I am pretty addicted to these lentils. I have made them approximately 4 times in the last 2 weeks… wrapped in a whole wheat tortilla, spread over my favorite and easiest bread recipe, and straight from the fridge. My son likes to eat them with a spoon alongside me, but due to the choking hazard, I make sure to leave the walnuts out of his portion.

Lentils folded into Yogurt, Spinach, and Basil

  • 1/2 cup chopped walnuts, chopped to the size of lentils
  • 2 cups baby spinach or arugula
  • 1 cup fresh basil leaves
  • 1 cup cooked lentils
  • 1 lemon
  • 1 cup Greek or plain yogurt
  • 1/4 cup extra virgin olive oil
  • fine grain sea salt
  • freshly ground pepper
  • 1/2 cup Parmesan cheese, shaved

With a sharp knife, gently slice the spinach and basil leaves into bite-sized pieces without bruising them. Otherwise, tear by hand.

Place the lentils in a bowl and mix in the spinach and basil. Squeeze the lemon into the lentils (mindful to omit the seeds), mix, and then fold in the yogurt. Mix again, and then pour in the olive oil, stirring, as you do, to combine. At this point, taste the mixture, and season with salt, and two good grindings of pepper. Finally, fold the nuts into the dish, and finish with a drizzle of oil.

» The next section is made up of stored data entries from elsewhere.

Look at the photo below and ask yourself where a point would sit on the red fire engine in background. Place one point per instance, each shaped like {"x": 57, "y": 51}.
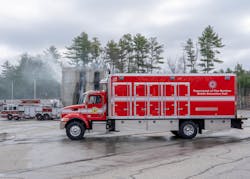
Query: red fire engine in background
{"x": 182, "y": 104}
{"x": 30, "y": 108}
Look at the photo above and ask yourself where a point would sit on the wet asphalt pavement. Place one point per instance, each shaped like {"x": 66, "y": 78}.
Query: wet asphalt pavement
{"x": 38, "y": 149}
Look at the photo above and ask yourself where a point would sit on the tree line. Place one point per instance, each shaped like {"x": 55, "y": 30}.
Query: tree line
{"x": 129, "y": 54}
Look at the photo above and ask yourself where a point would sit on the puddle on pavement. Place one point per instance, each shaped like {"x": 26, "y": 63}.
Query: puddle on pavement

The lentils and greens will keep in an airtight jar in the refrigerator for at least three days.

When you’re ready to assemble, bring the lentil mixture to room temperature. Give it a taste, and adjust with more salt or some lemon juice. It can go on toasted bread, in a wrap, over salad or plain. Finish with some Parmesan shavings.